Tomatoes are rich with lycopene, which has been shown to help prevent atherosclerosis (hardening of the arteries) and numerous cancers. Like blueberries, tomatoes are also rich in antioxidants. And unlike many other fruits and vegetables, cooking tomatoes doesn’t lessen their health benefits. In fact, cooking tomatoes actually increases the level of phytochemicals they contain.
This may come as a surprise to many, since eggs have gotten such a bad rap. Eggs are high in dietary cholesterol. That much is true. But there is no evidence that shows that eating eggs raises your serum cholesterol (the number you get from your doctor after a blood test). The Framingham Heart Study examined the serum cholesterol in high versus low egg consumption and found no significant difference in either men or women. In fact, eggs are extremely nutrient-rich and are a source of high-quality protein. According to a study by the Harvard School of Public Health, regular consumption of eggs may help prevent blood clots, stroke, and heart attacks. Eggs are also high in omega-3s.

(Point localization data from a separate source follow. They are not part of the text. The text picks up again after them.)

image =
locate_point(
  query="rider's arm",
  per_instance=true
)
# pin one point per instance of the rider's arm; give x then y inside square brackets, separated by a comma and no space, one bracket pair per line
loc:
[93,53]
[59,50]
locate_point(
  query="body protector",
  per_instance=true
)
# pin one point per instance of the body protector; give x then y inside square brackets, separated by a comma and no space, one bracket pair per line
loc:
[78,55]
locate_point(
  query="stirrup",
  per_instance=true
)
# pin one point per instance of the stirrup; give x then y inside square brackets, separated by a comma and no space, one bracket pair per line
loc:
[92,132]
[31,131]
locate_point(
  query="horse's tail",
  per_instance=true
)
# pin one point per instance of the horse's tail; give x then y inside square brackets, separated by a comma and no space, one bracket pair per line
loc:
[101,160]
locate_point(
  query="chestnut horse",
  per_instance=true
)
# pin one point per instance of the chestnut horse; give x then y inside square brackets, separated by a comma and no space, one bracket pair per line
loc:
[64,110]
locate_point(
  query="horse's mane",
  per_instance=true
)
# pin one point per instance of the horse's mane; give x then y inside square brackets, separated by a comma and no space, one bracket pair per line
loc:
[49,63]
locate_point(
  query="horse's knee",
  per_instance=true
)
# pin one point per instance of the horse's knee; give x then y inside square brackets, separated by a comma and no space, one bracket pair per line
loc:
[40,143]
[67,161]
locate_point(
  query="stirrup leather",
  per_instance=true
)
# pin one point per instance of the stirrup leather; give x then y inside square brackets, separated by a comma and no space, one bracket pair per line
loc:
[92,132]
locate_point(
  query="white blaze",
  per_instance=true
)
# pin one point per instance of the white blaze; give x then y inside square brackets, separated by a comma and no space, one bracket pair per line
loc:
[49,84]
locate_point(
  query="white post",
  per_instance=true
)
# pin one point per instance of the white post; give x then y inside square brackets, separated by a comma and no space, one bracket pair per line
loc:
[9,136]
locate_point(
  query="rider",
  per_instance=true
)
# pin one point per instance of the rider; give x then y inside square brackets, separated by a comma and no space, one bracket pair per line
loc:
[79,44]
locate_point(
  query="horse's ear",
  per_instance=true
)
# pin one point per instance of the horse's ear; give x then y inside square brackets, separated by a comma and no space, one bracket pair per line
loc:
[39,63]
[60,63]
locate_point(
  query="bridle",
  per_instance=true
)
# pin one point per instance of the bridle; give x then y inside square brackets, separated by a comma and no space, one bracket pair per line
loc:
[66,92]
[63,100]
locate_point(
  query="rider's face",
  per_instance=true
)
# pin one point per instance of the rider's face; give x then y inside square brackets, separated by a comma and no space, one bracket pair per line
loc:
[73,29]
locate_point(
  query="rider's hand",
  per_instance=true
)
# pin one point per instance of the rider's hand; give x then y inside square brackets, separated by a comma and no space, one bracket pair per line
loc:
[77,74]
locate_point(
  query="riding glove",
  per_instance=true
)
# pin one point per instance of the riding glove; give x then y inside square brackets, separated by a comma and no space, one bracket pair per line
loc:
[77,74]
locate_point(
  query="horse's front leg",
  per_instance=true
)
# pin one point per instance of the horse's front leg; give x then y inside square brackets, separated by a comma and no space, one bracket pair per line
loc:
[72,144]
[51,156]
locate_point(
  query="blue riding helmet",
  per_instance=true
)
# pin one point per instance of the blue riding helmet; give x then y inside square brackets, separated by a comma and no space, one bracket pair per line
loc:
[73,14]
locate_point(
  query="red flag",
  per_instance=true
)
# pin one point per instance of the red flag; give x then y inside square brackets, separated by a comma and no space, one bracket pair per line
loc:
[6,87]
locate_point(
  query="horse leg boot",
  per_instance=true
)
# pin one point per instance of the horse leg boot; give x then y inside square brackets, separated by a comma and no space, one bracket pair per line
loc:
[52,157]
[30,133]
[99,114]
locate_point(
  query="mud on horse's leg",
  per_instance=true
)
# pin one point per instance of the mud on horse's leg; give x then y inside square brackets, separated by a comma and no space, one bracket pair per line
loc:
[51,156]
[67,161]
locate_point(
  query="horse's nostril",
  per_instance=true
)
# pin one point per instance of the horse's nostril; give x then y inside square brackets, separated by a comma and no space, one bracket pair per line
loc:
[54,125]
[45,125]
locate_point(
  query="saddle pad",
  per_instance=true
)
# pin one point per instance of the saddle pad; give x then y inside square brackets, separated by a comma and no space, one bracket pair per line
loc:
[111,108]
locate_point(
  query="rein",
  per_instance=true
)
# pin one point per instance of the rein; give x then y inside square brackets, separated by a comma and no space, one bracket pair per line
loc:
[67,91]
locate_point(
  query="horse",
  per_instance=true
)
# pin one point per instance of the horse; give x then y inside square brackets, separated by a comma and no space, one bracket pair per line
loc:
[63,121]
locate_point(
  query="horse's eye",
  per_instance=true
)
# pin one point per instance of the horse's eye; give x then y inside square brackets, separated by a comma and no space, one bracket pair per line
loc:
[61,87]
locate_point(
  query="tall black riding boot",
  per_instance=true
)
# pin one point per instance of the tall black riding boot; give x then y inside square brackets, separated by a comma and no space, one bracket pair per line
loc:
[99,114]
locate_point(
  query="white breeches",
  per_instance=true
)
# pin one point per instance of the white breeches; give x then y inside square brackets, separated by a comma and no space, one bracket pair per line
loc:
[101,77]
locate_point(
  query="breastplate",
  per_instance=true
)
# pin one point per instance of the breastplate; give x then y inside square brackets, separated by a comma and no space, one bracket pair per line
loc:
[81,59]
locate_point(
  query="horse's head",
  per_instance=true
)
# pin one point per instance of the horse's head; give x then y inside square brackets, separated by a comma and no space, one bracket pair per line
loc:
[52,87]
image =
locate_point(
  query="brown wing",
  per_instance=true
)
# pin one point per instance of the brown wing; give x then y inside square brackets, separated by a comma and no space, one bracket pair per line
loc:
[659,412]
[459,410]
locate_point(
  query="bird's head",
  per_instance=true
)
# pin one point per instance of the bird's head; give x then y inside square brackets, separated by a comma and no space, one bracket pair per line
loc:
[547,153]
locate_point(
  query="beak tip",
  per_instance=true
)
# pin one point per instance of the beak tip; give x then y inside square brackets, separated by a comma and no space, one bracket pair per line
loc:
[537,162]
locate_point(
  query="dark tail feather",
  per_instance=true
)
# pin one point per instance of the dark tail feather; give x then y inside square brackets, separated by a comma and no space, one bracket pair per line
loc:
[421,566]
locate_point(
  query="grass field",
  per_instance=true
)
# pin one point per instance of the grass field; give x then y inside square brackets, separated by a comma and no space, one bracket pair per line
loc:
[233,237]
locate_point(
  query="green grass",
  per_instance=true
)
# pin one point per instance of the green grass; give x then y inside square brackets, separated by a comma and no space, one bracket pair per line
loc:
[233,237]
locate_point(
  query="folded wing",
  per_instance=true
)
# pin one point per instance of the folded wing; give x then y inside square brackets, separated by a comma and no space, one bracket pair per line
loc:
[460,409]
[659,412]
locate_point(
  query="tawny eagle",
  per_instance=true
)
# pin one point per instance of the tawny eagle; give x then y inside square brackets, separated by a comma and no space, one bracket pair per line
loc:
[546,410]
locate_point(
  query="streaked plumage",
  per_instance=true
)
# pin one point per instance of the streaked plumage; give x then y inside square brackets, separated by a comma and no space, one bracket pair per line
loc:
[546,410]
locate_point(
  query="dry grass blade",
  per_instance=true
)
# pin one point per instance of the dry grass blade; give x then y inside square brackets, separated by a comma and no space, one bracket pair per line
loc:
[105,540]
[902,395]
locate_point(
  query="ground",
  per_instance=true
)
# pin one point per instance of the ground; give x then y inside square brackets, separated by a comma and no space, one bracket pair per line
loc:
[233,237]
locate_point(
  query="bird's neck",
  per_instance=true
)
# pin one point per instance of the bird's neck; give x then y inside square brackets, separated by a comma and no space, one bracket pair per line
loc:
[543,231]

Almonds are very high in calcium, something particularly important for older Americans. This makes almonds an excellent choice for those who are lactose intolerant or who simply choose not to eat dairy products. Almonds are also high in Vitamin E and are a good source of protein.
This yellow spice, typically associated with Indian cuisine, has been shown to have powerful health benefits. It has strong anti-inflammatory and antioxidant properties, and has been shown in numerous studies to help prevent and treat cancer.
Those little seeds that adorn the famous Chia Pets are very nutrient dense. They are loaded with fiber, high in protein, antioxidants and omega-3s. They are also a great source of calcium, manganese, magnesium and phosphorous.
For those who prefer to drink their nutrients, you can’t do much better than green or white tea. The only difference between the two is that white tea is harvested at a younger age than green tea and may, therefore, possess greater amounts of antioxidants, one of its chief health benefits. Studies have also shown green tea may help prevent cancer and improve brain health.